Just hearing the word "Lego" probably conjures up distinct childhood memories, ones that will no doubt vary slightly from person to person. Some might remember digging into a big bucket of those primary-colored plastic bricks and building elaborate worlds out of whatever pieces you happened to pull out, while others may think of the more modern branded Lego sets from the worlds of "Star Wars," DC Comics, or "Lord of the Rings" (among many others).
Such variety makes basing a film on a toy like Lego somewhat difficult. With no set characters or rules, or even a basic objective to playing with the toys (aside from, you know, "build stuff"), where do you even begin?

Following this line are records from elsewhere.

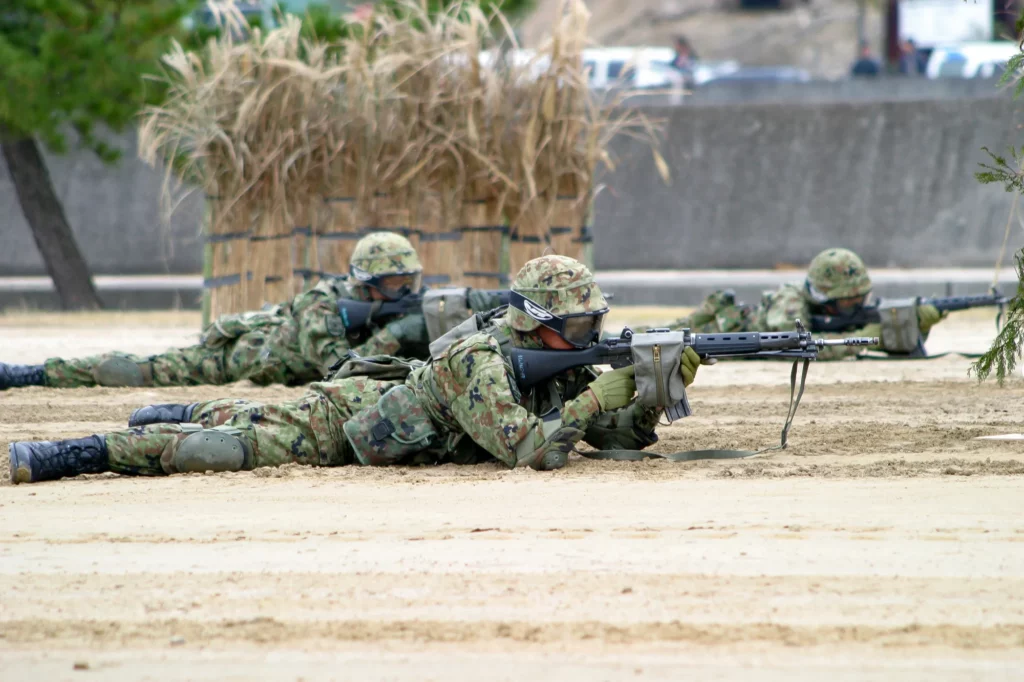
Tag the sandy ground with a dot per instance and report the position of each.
(885, 543)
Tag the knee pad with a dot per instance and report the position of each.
(119, 371)
(219, 449)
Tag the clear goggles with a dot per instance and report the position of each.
(391, 287)
(580, 329)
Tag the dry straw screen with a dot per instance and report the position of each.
(431, 124)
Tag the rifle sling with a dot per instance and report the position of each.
(693, 455)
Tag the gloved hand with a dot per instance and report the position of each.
(928, 316)
(871, 330)
(409, 329)
(614, 389)
(688, 365)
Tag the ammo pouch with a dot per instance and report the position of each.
(394, 429)
(228, 328)
(381, 368)
(900, 331)
(656, 356)
(444, 309)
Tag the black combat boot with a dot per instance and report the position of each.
(32, 462)
(162, 414)
(16, 376)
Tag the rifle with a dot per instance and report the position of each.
(656, 355)
(877, 313)
(356, 314)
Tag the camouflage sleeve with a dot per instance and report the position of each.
(788, 305)
(629, 428)
(322, 336)
(486, 409)
(381, 343)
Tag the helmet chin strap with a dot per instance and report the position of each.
(552, 339)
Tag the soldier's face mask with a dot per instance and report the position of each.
(391, 287)
(580, 329)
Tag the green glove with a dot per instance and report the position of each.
(409, 330)
(688, 365)
(928, 316)
(614, 389)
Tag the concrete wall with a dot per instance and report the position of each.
(115, 213)
(760, 184)
(756, 183)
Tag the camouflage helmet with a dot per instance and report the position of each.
(386, 261)
(837, 273)
(559, 293)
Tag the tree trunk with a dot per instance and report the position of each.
(45, 215)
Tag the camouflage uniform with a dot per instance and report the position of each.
(293, 343)
(833, 273)
(463, 407)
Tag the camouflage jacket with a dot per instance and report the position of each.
(323, 338)
(468, 391)
(777, 311)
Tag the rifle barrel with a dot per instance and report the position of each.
(852, 341)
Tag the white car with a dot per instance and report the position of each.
(976, 59)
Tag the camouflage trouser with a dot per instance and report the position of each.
(719, 312)
(264, 355)
(307, 430)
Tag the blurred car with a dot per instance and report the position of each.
(762, 75)
(978, 59)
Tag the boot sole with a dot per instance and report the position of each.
(20, 470)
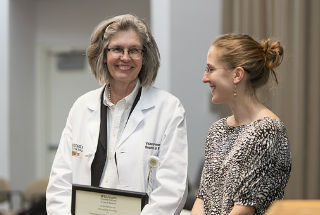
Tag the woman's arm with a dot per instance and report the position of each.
(198, 207)
(242, 210)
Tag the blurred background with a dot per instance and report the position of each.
(43, 70)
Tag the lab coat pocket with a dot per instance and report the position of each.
(152, 163)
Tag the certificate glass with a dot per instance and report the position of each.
(104, 201)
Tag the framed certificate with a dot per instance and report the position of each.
(101, 201)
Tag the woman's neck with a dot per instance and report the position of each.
(119, 90)
(246, 110)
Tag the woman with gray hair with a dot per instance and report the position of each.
(127, 134)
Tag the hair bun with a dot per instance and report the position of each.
(273, 53)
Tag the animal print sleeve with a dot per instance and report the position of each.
(265, 179)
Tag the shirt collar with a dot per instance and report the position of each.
(129, 99)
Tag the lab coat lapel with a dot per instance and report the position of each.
(139, 113)
(93, 123)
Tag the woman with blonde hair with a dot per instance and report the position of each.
(247, 158)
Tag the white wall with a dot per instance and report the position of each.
(22, 99)
(184, 33)
(4, 89)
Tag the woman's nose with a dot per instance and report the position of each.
(125, 56)
(205, 78)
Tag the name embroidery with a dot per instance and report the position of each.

That wide-open freedom gave writer-directors Chris Miller and Phil Lord ("Cloudy With a Chance Of Meatballs" and "21 Jump Street") license to do whatever they wanted, and somehow they convinced Lego executives to sign off on it. From what could easily have been a simple cash-grab designed to sell toys, Miller and Lord have built -- quite literally -- a world of wit, humor, and imagination that, despite it being only February, is likely to remain one of my favorite films of the year.
The film's hero is Emmet (Chris Pratt, TV's "Parks and Recreation"), an ordinary, mild-mannered construction-worker Lego who is content to abide the rules, follow instructions, and fit into the cheerfully oppressive, homogenous culture that President Business (Will Ferrell), the leader of the Lego universe, has created. But then Emmet meets a mysterious woman by the name of Wyldstyle (Elizabeth Banks), who believes him to be "The Special," the one person prophesied to save their world from total annihilation at the hands of the evil Lord Business. Wyldstyle recruits Emmet to join her fellow "Master Builders," including Batman (a hilariously deadpan Will Arnett) and a wise old sage named Vitruvius (Morgan Freeman, gamely poking fun at the wise leader role he's played dozens of times before) in defeating the nefarious plot of Lord Business.
The story is exactly as nonsensical as it sounds, acting as parody of the standard "ordinary man plucked from obscurity to save the world" adventure plot. Lord and Miller load the film with rapid-fire jokes and clever details -- this is a film that will definitely reward repeat viewings -- but also manage to work in some surprisingly profound beliefs about the nature of creativity and play. The film finds an ingenious way to make the idea that there's no right way to play with Lego into a crucial component of the story. This plot point leads the film to make some rather risky choices in its third act, which may divide viewers, though there are plenty of signs throughout that hint where the film might be headed.
The film is computer animated. But under the guidance of animation director Chris McKay, of "Robot Chicken" fame, the animators attempted to duplicate the jerky movement of stop motion, so the film appears as though it were made using actual Lego pieces. Everything in the film's universe is made of Lego, from the buildings (naturally) all the way to explosions and ocean waves, and the directors encouraged the animators to digitally build these elements brick by brick, so technically it's entirely possible to build everything you see in the movie (though apparently it would take more than 15 million individual Lego pieces, so it may take you awhile). The effect is only enhanced with the use of 3D, which makes it seem that we're watching the toys come to life.
"The Lego Movie" mixes a fun, clever screenplay, amazing animation, and a hilarious voice cast, making for a wacky and delightfully weird film. Like some of the best moments from the "Toy Story" films, it captures the feeling of dumping all your toys on the living-room carpet and seeing where your imagination takes you.